Do Central Banks Incorrectly Set Interest Rates?

Although I often think about whether the central banks are mistakenly setting rates—hence actually putting on the Austrian Economic thinking cap, temporary that it may be ;)—I am not certain that rates are incorrect in the long run for two reasons.

The first reason is my belief that the free market is stronger than any government in the long run (I actually find it bizarre that many AustEcons, who belive in the ultimate supremacy of the free market, to all of a sudden assume that central banks can dictate it.) My view is that the market will adjust and overpower the central bankers. It won't happen in an year, and there may be collateral damage, but it will eventually happen. If you look at history, you will note that the long term bond yields, which are the most important rate around, does not always follow the wishes of the central bankers. It wasn't even 4 years ago when the FedRes was trying to push up the long bond yields yet the market wouldn't accomodate their wishes (who knows why it was happening—popular theories at that time were the famous 'savings glut' theory and the 'China manipulation of US Treasury market' theory— but what matters is that it did happen.) If you believe in this line of thinking, it almost doesn't matter what the central bank does in the long run.
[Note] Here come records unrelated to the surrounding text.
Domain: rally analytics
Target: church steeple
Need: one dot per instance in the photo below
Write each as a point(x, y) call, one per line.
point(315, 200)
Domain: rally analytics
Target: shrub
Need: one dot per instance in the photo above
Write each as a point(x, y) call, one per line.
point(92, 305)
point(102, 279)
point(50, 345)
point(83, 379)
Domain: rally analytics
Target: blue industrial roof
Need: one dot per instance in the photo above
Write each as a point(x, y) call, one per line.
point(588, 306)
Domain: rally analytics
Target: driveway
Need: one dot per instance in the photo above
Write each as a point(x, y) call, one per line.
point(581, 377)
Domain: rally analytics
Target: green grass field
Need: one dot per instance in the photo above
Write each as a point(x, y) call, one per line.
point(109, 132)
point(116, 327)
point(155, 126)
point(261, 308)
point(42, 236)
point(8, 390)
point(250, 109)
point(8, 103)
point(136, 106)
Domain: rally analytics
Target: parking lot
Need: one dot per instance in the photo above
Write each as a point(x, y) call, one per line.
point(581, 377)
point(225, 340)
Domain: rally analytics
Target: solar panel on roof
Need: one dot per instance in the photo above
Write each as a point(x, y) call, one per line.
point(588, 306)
The other reason to not believe the 'incorrect interest rate' argument is because, even if the rate were set incorrectly, what if the distribution is random? That is, what if the central bank sets the rate "too high" sometimes, and "too low" at other times. The net effect in the long run would almost be zero. In the short run, the central bank may amplify or cushion changes in the economy but it is possible that they end up cancelling out everything in the long run. People with a deflation bias, such as most AustEcons, as well as gold bugs and hard currency advocates, might see the bank as erring on the "too low" side but to me, I think mistakes aren't necessarily skewed in any direction (the only exception is war, when governments generally force central banks to monetize their debt e.g. a huge chunk of the US govt debt issued during World War II was purchased by the Federal Reserve.)

In any case, even if you don't believe in Austrian Economics, it's worth thinking about what they say. The question right now is whether central banks incorrectly setting rates?